The Museum of Contemporary Art in Los Angeles Names a Co-Leader

LOS ANGELES — Johanna Burton, the head of the Wexner Center for the Arts at the Ohio State University, has been named the executive director of the Museum of Contemporary Art in Los Angeles, which she will now help lead after a period of turmoil and management upheavals.

As the museum’s executive director, Burton, 49, will assume its management duties from Klaus Biesenbach, 55, who had been hired as its director in 2018 from MoMA PS1 in Queens. As part of the reorganization, Biesenbach has been named artistic director, with a mandate to focus on setting the artistic vision for the museum, overseeing exhibitions and collections. The museum, in announcing the appointment on Thursday, said that the two executives would be equals and would work “in partnership.”

Burton would be the first woman to run the museum since its founding in 1979. Her appointment comes after a period of turmoil at the museum, which is known as MOCA.
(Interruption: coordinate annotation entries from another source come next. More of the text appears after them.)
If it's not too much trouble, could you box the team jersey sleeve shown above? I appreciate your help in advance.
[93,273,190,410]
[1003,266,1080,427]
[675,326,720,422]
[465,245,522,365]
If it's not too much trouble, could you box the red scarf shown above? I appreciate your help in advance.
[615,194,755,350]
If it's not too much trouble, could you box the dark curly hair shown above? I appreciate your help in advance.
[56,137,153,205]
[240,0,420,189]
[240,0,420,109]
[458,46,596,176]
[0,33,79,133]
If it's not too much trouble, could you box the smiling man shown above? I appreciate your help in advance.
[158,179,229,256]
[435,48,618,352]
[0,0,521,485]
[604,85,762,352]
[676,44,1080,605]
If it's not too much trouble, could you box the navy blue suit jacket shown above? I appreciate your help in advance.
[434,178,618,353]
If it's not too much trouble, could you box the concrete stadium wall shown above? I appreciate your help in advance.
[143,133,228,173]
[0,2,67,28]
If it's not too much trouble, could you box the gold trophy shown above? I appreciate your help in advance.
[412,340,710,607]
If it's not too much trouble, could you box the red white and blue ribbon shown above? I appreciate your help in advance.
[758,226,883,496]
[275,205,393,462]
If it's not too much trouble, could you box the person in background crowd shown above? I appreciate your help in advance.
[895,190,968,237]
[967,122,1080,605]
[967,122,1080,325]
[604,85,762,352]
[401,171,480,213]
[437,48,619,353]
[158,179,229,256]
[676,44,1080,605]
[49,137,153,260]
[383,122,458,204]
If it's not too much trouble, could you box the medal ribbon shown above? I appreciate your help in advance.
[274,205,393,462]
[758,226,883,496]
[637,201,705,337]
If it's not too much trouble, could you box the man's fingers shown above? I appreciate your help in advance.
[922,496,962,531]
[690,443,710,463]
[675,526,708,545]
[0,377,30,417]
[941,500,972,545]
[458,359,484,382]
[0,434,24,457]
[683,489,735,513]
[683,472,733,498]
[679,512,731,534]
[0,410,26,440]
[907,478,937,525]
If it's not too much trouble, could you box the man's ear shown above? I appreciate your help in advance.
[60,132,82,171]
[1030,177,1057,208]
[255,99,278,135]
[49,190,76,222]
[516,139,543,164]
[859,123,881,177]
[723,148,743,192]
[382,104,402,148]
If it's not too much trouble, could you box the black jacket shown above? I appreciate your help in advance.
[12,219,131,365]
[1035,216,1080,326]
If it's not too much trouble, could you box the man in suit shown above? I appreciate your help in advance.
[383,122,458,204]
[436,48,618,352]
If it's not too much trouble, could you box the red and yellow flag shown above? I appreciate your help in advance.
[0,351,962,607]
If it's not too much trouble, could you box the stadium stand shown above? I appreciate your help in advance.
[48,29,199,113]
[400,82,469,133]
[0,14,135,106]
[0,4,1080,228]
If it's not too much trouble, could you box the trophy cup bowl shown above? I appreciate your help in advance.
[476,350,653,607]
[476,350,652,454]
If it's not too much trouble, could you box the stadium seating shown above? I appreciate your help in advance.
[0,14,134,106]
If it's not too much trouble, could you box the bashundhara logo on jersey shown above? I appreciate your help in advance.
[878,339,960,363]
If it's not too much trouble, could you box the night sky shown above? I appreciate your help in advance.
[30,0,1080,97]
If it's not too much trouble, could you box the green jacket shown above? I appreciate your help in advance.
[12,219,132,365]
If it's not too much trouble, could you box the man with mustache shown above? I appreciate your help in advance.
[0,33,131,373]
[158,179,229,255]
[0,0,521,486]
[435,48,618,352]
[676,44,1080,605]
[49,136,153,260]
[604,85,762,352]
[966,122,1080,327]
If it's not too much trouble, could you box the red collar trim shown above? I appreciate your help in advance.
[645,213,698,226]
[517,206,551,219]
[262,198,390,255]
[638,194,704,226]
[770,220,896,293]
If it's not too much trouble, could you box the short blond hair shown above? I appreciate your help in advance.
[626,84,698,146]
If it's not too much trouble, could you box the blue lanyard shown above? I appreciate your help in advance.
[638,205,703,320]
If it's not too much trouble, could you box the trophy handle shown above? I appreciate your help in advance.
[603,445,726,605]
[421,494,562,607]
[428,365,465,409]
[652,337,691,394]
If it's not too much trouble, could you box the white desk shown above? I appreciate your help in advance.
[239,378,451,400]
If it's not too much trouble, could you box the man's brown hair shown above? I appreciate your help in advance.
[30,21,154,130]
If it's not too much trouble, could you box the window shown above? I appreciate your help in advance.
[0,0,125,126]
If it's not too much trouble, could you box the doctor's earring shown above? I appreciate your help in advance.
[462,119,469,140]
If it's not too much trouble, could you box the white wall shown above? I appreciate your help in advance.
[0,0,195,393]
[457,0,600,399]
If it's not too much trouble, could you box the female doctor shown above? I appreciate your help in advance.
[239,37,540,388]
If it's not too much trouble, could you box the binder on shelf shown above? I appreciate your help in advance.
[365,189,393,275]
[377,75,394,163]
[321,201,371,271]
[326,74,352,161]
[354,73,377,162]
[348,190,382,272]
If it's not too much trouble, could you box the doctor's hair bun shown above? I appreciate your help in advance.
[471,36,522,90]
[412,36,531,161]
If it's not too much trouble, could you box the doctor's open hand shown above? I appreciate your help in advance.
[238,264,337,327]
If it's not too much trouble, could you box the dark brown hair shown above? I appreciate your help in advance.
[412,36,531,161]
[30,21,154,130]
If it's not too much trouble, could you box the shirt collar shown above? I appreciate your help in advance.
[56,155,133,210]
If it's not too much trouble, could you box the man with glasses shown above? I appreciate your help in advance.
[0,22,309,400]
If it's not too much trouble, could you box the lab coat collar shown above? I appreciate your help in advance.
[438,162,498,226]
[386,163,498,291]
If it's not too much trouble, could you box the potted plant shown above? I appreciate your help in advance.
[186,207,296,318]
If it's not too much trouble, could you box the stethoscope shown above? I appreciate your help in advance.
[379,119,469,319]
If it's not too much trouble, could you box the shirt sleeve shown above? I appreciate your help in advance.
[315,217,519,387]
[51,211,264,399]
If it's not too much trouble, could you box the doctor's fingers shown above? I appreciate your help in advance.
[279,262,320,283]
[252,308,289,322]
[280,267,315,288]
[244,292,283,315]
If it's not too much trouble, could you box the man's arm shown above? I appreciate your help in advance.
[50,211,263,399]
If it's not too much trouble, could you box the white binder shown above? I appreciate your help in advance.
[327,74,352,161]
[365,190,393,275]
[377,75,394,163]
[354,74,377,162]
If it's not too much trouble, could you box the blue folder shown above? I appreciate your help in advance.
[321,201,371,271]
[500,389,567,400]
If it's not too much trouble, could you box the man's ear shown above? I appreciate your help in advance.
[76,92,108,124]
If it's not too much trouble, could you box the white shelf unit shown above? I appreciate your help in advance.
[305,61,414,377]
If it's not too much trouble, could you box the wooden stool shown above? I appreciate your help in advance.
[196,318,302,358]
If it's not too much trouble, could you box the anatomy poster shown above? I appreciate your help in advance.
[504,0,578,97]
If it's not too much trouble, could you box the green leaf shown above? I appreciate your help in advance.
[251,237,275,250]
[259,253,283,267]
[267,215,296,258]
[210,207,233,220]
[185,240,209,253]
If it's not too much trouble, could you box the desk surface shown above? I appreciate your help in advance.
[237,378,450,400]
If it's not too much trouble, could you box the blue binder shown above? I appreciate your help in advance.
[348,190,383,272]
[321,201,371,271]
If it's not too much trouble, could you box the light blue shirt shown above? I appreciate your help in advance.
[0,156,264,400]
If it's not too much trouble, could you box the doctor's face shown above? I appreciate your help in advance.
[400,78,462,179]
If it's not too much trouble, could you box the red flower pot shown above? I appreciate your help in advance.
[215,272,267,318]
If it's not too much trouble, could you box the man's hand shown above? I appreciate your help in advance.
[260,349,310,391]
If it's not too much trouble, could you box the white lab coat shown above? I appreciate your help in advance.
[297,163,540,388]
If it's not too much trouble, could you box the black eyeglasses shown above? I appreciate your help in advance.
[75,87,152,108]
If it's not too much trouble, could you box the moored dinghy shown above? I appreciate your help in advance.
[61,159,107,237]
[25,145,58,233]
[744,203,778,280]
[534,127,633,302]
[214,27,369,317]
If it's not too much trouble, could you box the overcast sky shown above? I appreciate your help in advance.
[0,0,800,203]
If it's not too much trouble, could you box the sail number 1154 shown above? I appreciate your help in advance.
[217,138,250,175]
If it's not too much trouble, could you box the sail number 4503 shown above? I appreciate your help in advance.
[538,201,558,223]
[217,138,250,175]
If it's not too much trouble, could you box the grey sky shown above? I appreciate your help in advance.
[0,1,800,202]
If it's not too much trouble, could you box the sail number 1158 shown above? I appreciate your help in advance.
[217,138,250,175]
“I don’t think it is one job,” said Maria Seferian, the chairwoman of MOCA. “I think this is the right model for us right now. Maybe it wouldn’t have worked 20 years ago and it won’t work 20 years from now, but it’s the right moment for us now.”

The museum announced a shake-up earlier this year — including that Biesenbach would become artistic director. The switch, less than three years after he arrived in Los Angeles, comes as the museum has struggled with a sharp revenue drop caused by the pandemic, forcing it to institute layoffs and furloughs, and has faced criticism for the lack of its diversity in its workplace and exhibitions.

Shortly before Biesenbach was moved to the post of artistic director, a senior curator quit, citing resistance to diversity initiatives, and the director of human resources stepped down, citing a “hostile” work environment.

MOCA opened in 1979 as a showplace for contemporary art in downtown Los Angeles. But it has struggled to find its footing as other museums — including the Los Angeles County Museum of Art, the J. Paul Getty Museum, and the Broad — dominated the region’s art scene.

At one point, in 2008, MOCA was on the verge of bankruptcy, and considering a merger with LACMA, when Eli Broad, the philanthropist who died earlier this year, stepped in with a $30 million bailout. But Broad later proceeded to build the Broad right across the street to showcase his own extensive contemporary art collection. With its eye-catching exhibitions of popular art, it quickly overshadowed MOCA.

Burton served as the director and curator of education and public engagement at the New Museum in New York from 2013 to 2019, before moving to Ohio. Before that, she was director of the graduate program at the Center for Curatorial Studies at Bard College, and associate director of the Whitney Museum’s Independent Study program.

The rollout of the announcement was not smooth. The museum tried to control how the news would be released, attempting to set down strict rules with the media, including one that news organizations, as a condition for being told the name in advance, agree not to write a story if the appointment collapsed and the announcement never happened.

“In sum, the message ranks right up there with the weirdest institutional transmissions I’ve received in 40 years as a journalist,” Christopher Knight, the art critic for The Los Angeles Times, wrote in an article in that publication on Thursday. “Paranoia was the operating motif.”